DontSnooze targets Dr. C’s prescription specifically — it makes waking up load-bearing by making it visible to a group immediately. If your failure pattern matches Dr. A’s or Dr. B’s diagnosis, it may not be the relevant tool.


FAQ

Are these real researchers? Yes. Tilman Roenneberg (Dr. A’s model) is a chronobiologist at Ludwig Maximilian University Munich. Colin Espie (Dr. B’s model) is Professor of Sleep Medicine at Oxford. Shantha Rajaratnam (Dr. C’s model) is at Monash University. The dialogue is constructed from their published work; the words are not direct quotes.

Which advice has the strongest research backing? Dr. A’s (wake-time consistency) is the most consistently supported across large populations. Wake-time anchoring is a component of almost every effective sleep behavior intervention. Dr. B’s and Dr. C’s advice address more specific failure modes with strong but narrower evidence bases.

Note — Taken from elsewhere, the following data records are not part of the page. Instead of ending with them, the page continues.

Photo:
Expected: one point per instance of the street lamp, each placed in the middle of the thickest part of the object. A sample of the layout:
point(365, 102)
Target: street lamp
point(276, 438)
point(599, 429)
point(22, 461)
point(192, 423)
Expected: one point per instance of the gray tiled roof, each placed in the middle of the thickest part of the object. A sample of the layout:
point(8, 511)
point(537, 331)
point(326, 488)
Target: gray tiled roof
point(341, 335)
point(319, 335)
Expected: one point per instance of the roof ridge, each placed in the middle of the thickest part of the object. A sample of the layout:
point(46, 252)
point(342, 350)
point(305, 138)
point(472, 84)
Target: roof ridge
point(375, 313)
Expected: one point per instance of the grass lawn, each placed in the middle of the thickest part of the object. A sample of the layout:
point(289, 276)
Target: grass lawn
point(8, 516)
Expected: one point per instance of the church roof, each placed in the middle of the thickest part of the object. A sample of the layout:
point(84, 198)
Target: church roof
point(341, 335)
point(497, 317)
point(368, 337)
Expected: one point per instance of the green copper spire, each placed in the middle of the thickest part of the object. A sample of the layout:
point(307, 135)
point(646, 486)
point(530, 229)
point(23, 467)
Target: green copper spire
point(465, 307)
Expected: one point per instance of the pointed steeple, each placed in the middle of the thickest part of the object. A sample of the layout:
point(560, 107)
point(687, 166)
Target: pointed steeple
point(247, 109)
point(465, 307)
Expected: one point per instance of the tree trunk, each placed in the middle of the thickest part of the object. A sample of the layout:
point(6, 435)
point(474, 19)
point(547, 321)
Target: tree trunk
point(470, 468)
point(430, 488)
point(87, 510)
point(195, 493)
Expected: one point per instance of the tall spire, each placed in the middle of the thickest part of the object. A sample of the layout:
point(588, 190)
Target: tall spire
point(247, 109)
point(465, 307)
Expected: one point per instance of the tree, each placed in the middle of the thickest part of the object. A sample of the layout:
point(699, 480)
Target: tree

What if my problem is all three at once? Start with wake-time consistency (Dr. A) because it’s the prerequisite for the others. Schedule drift undermines measurement accuracy and social accountability alike. Fix the schedule first; then address compliance factors.

Is there any morning advice all three would agree on? Yes: get outside in the first hour after waking. Morning light exposure is a circadian reset signal (Dr. A), a behavioral activation anchor (Dr. B), and consistent with most occupational health recommendations for alertness (Dr. C). It is free, low-effort, and well-evidenced across multiple research traditions.